I am making a Content Based Image Retrieval system for university database. I am using colored features for matching similarity between images. Resolution of my images are 648 * 424 px. Basically what I am doing is:
Getting colored histogram of 8 * 8 px blocks of image and concatenating all of these in a single matrix.
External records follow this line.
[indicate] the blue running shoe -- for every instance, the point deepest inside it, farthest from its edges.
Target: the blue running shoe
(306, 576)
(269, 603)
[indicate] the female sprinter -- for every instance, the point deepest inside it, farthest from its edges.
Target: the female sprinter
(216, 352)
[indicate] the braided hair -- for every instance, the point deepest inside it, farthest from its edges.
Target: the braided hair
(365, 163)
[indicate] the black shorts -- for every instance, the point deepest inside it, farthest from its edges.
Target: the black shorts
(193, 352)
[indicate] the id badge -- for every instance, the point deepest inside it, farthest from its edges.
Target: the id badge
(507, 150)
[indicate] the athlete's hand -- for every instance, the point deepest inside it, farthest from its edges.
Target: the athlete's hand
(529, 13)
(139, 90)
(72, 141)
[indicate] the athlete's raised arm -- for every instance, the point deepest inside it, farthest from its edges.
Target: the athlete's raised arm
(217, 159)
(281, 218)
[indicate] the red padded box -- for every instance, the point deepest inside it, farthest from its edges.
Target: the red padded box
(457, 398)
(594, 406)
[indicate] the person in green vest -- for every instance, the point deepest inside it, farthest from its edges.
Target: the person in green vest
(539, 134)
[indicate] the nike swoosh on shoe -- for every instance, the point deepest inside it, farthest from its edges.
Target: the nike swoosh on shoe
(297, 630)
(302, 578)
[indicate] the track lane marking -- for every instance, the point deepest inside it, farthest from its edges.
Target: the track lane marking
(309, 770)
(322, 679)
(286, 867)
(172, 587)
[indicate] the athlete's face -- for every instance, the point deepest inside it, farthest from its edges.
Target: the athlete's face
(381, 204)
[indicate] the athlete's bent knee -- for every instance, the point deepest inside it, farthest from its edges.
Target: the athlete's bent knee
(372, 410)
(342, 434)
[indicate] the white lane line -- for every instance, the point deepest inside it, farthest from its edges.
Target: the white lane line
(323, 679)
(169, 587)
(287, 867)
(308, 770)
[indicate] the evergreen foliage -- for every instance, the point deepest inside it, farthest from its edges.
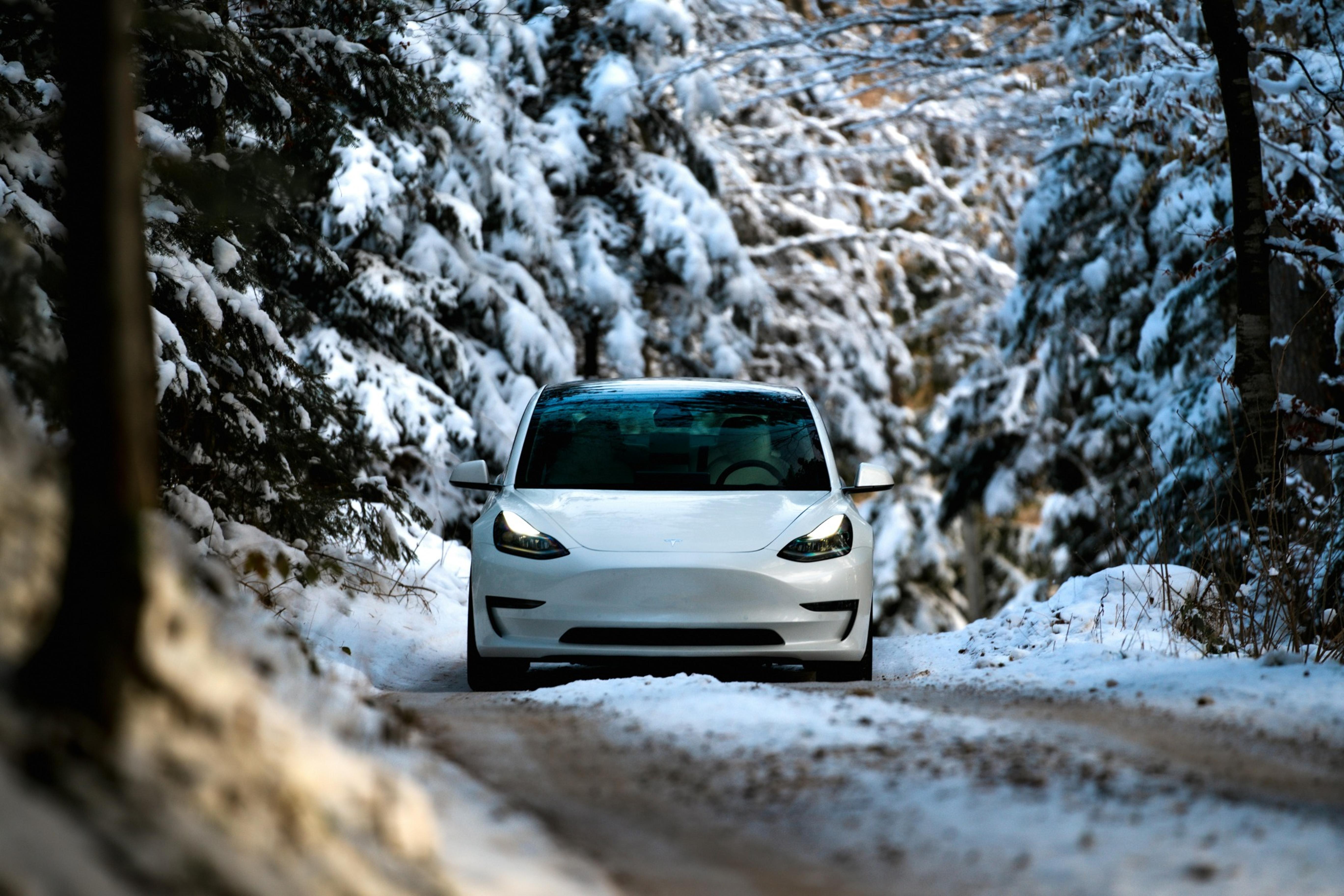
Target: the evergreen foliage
(1111, 404)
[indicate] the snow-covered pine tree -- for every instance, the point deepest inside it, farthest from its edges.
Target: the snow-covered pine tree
(1111, 406)
(236, 257)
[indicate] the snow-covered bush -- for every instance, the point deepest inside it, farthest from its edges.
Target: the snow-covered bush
(376, 230)
(1111, 406)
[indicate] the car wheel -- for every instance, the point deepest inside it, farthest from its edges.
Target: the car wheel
(490, 673)
(857, 671)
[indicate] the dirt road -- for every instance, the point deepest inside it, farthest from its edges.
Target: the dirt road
(912, 789)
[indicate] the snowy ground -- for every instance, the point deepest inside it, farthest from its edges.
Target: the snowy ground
(1068, 746)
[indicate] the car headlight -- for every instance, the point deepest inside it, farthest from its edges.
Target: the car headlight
(515, 535)
(831, 539)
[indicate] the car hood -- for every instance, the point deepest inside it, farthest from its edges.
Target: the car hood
(705, 522)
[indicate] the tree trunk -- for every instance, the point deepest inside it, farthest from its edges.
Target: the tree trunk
(1253, 373)
(91, 653)
(975, 562)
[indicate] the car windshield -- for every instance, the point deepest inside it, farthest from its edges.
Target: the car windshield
(589, 437)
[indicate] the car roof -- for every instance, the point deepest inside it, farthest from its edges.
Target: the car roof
(662, 385)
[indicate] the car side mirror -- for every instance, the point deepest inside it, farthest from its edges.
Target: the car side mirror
(474, 475)
(870, 479)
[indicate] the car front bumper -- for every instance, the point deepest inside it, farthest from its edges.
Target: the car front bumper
(709, 594)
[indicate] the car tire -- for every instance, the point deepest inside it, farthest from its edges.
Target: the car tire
(490, 673)
(855, 671)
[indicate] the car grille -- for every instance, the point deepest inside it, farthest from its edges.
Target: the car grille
(674, 637)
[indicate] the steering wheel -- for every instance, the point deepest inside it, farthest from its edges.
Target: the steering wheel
(742, 465)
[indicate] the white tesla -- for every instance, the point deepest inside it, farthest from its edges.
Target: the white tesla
(670, 518)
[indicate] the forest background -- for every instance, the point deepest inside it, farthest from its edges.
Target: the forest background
(995, 242)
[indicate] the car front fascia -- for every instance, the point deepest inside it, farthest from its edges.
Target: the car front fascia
(673, 589)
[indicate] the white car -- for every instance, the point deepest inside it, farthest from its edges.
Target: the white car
(670, 518)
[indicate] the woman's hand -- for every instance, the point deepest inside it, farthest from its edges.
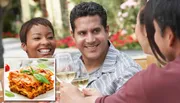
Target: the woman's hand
(70, 94)
(91, 92)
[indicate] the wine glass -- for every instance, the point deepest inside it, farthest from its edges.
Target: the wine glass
(81, 79)
(64, 68)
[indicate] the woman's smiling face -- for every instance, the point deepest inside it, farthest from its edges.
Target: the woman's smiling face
(40, 42)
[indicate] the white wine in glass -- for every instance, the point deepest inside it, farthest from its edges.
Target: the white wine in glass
(67, 76)
(81, 82)
(64, 68)
(82, 78)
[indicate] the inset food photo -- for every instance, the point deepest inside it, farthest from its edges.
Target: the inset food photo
(29, 79)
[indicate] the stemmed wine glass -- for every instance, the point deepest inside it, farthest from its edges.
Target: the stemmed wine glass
(64, 68)
(82, 78)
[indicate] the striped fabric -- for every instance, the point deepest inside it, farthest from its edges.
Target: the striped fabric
(115, 71)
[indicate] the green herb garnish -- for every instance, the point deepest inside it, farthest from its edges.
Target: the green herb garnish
(41, 78)
(26, 71)
(9, 94)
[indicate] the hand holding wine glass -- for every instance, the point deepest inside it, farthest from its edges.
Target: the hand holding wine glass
(64, 68)
(81, 79)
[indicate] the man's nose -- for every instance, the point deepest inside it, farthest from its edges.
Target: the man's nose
(45, 41)
(90, 38)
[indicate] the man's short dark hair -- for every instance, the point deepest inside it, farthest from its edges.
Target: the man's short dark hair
(88, 9)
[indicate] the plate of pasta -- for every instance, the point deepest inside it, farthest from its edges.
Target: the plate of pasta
(30, 82)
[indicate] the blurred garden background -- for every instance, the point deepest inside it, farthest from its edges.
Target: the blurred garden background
(121, 19)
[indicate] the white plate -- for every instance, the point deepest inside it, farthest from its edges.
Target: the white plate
(48, 96)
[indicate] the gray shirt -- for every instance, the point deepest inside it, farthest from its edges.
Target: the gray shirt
(115, 71)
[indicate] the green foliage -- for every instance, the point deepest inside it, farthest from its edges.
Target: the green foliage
(12, 18)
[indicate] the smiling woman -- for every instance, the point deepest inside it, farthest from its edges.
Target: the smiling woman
(37, 38)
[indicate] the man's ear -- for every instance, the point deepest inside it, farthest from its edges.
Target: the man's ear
(170, 36)
(24, 47)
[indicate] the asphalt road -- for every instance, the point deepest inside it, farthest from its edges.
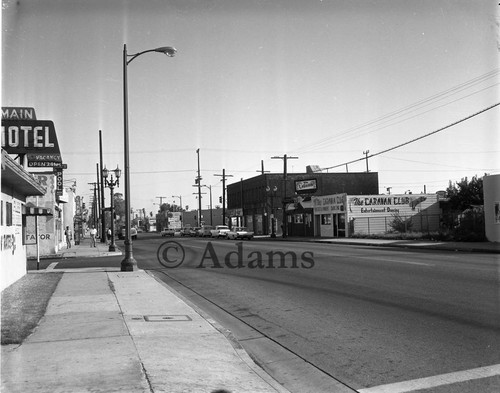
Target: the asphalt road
(365, 316)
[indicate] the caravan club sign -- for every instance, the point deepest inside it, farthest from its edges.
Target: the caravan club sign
(23, 134)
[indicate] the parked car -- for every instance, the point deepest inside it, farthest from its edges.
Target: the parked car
(240, 233)
(186, 231)
(206, 231)
(133, 233)
(219, 231)
(193, 231)
(168, 232)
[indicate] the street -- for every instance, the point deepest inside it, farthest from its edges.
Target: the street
(364, 316)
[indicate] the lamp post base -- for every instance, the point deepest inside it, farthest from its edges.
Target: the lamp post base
(129, 264)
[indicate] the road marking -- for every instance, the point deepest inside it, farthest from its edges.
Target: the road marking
(438, 380)
(51, 266)
(395, 261)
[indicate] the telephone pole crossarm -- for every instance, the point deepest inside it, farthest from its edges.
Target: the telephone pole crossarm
(224, 195)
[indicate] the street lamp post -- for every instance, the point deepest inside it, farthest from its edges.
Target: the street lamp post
(129, 263)
(273, 220)
(111, 184)
(210, 188)
(180, 200)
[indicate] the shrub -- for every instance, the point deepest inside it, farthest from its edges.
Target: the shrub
(399, 224)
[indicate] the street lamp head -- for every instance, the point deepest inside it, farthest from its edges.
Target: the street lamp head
(170, 51)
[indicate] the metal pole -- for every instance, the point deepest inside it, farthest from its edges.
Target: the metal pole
(128, 263)
(103, 215)
(199, 188)
(211, 214)
(112, 209)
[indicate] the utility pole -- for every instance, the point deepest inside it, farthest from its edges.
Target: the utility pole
(180, 199)
(285, 158)
(366, 157)
(198, 183)
(94, 203)
(101, 177)
(161, 200)
(99, 212)
(224, 195)
(262, 171)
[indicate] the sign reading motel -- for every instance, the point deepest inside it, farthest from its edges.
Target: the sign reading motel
(36, 138)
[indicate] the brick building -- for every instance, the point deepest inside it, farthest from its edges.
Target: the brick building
(258, 203)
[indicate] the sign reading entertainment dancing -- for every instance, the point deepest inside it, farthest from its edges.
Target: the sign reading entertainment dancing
(303, 186)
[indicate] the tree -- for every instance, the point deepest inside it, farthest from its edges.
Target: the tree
(464, 194)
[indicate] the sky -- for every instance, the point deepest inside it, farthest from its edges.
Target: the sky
(323, 81)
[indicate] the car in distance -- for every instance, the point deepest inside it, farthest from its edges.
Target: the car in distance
(168, 232)
(186, 231)
(206, 231)
(240, 233)
(220, 231)
(193, 231)
(133, 233)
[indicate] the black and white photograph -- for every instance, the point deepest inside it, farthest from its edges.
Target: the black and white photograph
(259, 196)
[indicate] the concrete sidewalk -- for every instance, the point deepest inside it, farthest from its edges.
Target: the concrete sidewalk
(108, 331)
(84, 249)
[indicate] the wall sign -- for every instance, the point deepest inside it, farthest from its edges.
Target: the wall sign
(306, 186)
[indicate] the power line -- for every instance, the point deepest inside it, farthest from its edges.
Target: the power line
(416, 139)
(407, 110)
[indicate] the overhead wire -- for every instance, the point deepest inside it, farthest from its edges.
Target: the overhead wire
(405, 111)
(416, 139)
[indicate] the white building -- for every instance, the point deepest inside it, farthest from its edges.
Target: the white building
(17, 185)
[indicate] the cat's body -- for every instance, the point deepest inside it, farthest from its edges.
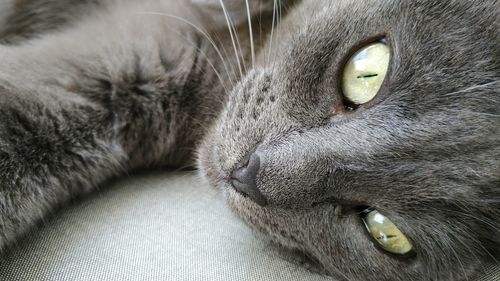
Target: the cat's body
(110, 86)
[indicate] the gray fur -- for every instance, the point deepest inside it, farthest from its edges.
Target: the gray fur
(91, 91)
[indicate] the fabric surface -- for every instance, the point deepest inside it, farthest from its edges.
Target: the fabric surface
(161, 226)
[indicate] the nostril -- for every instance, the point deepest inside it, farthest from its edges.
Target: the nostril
(244, 180)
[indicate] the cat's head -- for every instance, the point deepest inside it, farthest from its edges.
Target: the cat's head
(300, 158)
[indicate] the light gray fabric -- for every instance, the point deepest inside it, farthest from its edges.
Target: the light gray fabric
(162, 226)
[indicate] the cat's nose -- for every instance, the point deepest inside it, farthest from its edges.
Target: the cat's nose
(244, 180)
For this purpose I am using MATLAB function blockproc and code is shown below:
% Reading two images from Database A = imread('bonfire/1.jpg'); B = imread('bonfire/2.jpg'); % Using blockproc to get feature vector for both images C = blockproc(A ,[8, 8], @localHistogram); D = blockproc(B, [8, 8], @localHistogram);
While the function localHistogram is:
function y = localHistogram(block_struct) % Separating Red, Green and Blue planes redPlane = block_struct.data(:, :, 1); greenPlane = block_struct.data(:, :, 2); bluePlane = block_struct.data(:, :, 3); % Obtaining histogram for all 3 planes with number of bins = 50 [pixelCountR, grayLevelsR] = imhist(redPlane, 50); [pixelCountG, grayLevelsG] = imhist(greenPlane, 50); [pixelCountB, grayLevelsB] = imhist(bluePlane, 50); % Concatenating three histograms of respective planes y = cat(2,pixelCountB, pixelCountG, pixelCountR); end
Now I want to find the similarity between the two images by comparing there feature vectors C and D using Euclidean Distance. The dimensions of C and D are 2650 * 243.
What will be the best method to do this with maximum efficiency?